“Because they are pieces of solid matter,” answered Harry. “To make a flame shine, there must always be some solid—or at least liquid—matter in it.”
“Very good,” said Mr. Bagges—“solid stuff necessary to brightness.”
“Some gases and other things,” resumed Harry, “that burn with a flame you can hardly see, burn splendidly when something solid is put into them. Oxygen and hydrogen—tell me if I use too hard words, uncle—oxygen and hydrogen gases, if mixed together and blown through a pipe, burn with plenty of heat but with very little light. But if their flame is blown upon a piece of quick-lime, it gets so bright as to be quite dazzling. Make the smoke of oil of turpentine pass through the same flame, and it gives the flame a beautiful brightness directly.”
“I wonder,” observed Uncle Bagges, “what has made you such a bright youth.”
“Taking after uncle, perhaps,” retorted his nephew. “Don’t put my candle and me out.

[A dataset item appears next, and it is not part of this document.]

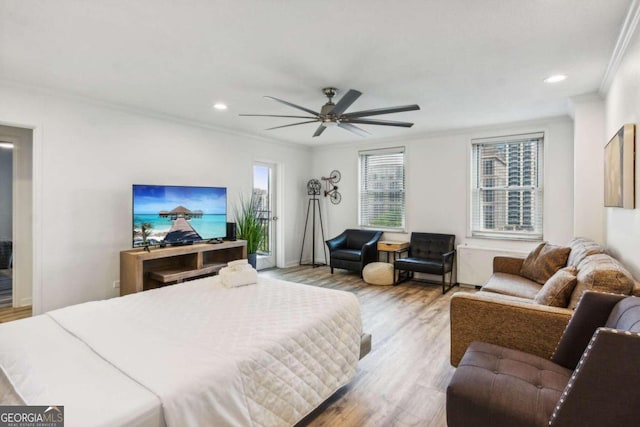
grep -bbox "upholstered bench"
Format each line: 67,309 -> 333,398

Well, carbon or charcoal is what causes the brightness of all lamps, and candles, and other common lights; so, of course, there is carbon in what they are all made of.”
“So carbon is smoke, eh? and light is owing to your carbon. Giving light out of smoke, eh? as they say in the classics,” observed Mr. Bagges.
“But what becomes of the candle,” pursued Harry, “as it burns away? where does it go?”
“Nowhere,” said his mamma, “I should think. It burns to nothing.”
“Oh, dear, no!” said Harry, “every thing—every body goes somewhere.”
“Eh!—rather an important consideration that,” Mr. Bagges moralized.